Наутро прибегает Каверин: Беллочка, что именно было (он уже знал от Лиснянской)? Звонили из ЦК (по-моему): что с Беллой? Почему она так нервничает? Мы не считаем ее изгоем, почему она отказалась от публикаций, от телевидения?
Далее — и впрямь, звонит Широков (хороший) из ЛГ: дайте стихи. Я думала, думала, потом дала: про Высоцкого, про Цветаеву и «Сад».
В то время — я плоха была, такая, как в письме про Н.Я.
(Да, кстати, Борька тогда делал «Лебединое озеро» для Софии. В Болгарию, конечно, не пускали, но он собирался лишь макет и эскизы отправить и деньги получить. Вдруг говорят: вылетайте в Софию, спектакль срывается. Он несколько раз летал и возвращался.)
Сдав макет и эскизы, Боря прилетел и нашел меня — обезумевшей от похорон, девятых и сороковых дней и от жизни.
Как-то его осенило: отправить меня в безвестный и захудалый художнический дом под Тарусой (летом — пионерлагерь, поэтому обитель моя называлась «пионерлагерь «Солнечный»).
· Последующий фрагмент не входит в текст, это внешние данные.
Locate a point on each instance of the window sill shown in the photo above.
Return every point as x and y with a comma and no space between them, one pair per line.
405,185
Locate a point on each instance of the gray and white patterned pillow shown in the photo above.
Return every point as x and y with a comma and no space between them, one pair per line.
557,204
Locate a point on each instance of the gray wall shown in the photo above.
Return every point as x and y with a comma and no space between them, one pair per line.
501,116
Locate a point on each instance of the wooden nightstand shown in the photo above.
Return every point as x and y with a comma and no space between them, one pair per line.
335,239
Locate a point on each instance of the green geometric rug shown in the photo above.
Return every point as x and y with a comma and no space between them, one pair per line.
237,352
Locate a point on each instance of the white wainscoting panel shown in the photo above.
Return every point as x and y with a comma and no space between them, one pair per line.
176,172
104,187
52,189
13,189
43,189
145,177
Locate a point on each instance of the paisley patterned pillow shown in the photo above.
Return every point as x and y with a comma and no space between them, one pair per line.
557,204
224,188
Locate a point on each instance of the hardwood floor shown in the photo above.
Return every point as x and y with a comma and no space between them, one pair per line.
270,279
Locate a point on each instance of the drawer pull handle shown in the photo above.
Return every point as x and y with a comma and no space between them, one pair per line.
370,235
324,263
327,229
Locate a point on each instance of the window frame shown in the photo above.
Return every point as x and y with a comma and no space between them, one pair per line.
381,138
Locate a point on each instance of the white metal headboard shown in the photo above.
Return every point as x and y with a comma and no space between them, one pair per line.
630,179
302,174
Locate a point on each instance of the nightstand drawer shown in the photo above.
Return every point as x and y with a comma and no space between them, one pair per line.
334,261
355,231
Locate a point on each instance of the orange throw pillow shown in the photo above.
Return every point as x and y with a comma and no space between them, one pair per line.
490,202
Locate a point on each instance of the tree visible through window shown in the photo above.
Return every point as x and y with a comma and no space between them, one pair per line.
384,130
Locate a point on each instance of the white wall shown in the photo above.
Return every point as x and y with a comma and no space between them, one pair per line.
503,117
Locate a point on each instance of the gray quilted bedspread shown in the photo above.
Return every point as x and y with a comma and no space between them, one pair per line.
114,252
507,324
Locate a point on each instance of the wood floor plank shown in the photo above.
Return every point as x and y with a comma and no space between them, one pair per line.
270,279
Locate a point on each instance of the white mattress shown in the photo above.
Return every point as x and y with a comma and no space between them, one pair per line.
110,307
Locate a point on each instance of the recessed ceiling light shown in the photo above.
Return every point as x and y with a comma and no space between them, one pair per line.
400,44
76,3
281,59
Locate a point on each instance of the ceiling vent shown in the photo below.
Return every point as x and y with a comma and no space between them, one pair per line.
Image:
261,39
Там, через десять дней мрачности, я начала писать стихи: днем и ночью.
Там же получила «Литгазету»: стихи к Цветаевой и «Сад» (твой).
Я уехала из Тарусы первого апреля: с грустью и с пачкой стихов.
На 3-е и 4-е были назначены концерты в Риге (общество книголюбов), на стадионе. Звонит устроитель: ЦК запрещает как бы не выступление, но объявление, а про выступление как-то уклончиво говорит. Устроитель Юрис возражает, что они коммерческая организация, надо продать 7 тысяч билетов. С угрозой говорят: разбирайтесь сами. Билеты были проданы — без афиши, и свою тысячу рублей мы получили (это было кстати: в Риге и на побережье начиналась весна, и все вспоминали мы тебя в пустых барах и ресторанах).
Рижане очень ликовали, очень были благосклонны, Юрису — не попало, он все время был страшно испуган и после второго выступления на стадионе жутко напился.
Но дело было в том, что я была уже не та, претило мне стоять на сцене. Хоть стояла я хорошо (публика заметила: никаких посвящений Жене и Андрею), четко, печально.
И все же — ощущение какой-то неправедности, замаранности осталось у меня. Вскоре я опять вернулась в Тарусу, но в стихи было вернуться трудно. (Все же опять много написала за 17 дней.) Правда твоя, Васька, насчет романтического «image». Казалось бы, что лучше: читаю огромному бледнолицему залу про Пастернака, Цветаеву, Ахматову и новое — медленное, непонятное.
Но радости уже нет от этого. Впрочем, с выступлениями опять все заглохло, так что тужить не о чем.
В сей миг вошел Дмитрий Александрович Пригов. Теперь он читает Васино, а я пишу Васе.
Вася, я так быстро и некстати перечисляю все эти скудные подробности жизни, потому что и сама не знаю: к чему ведут они?
Про советских и меня понятно, что они решали и решили, до поры до времени, — не трогать меня. Да и не до меня им: у них опять собрания, съезд и прочая.
Но и я их видеть не могу и соотноситься с ними не могу. (В маленьком случае: идем с Лизой по улице, Карелин норовит сунуть руку, я руки за спину: «прочь, прочь, не надо этого». В случае всей жизни — ведь то же самое.)
Стихи же новые, по дружеской просьбе Фогельсона [396] , сложила, отдала ему.
Да, стихи. Я их все пришлю тебе.
Приехал Пик.
Васька, я сняла что-то в Тарусе, опять хочу поехать, уже с детьми.
По приезде — все-все, что написала, пошлю тебе.
Пока же, прости, что написала как-то все не так, как живу, как горько люблю вас, как безнадежно обо всем думаю.
Одно несомненно: лишь стихи и прочие писанья ответят мне на все мои вопросы, с которыми лишь к судьбе могу взывать.
396
Виктор Сергеевич Фогельсон много лет был редактором отдела поэзии издательства «Советский писатель».
Вася и Маята, Пик и Бигги — уже едут.
Я все написанное — пишу в Васину тетрадь, чтобы и Вася написал.
Теперь — примите разрывание сердца, любовь мою и Бори и, Вася, — любовь множества людей.
В следующий раз напишу — лучше.
Липкин — счастлив из-за книги!
Целую. Ваша Белла
Многого не успела.
Вот, смешное. Приходит молодой человек, с тайной рукописью, с письмом от Владимовых.
Кладет все это в ящик № 30 (как у нас) соседнего дома.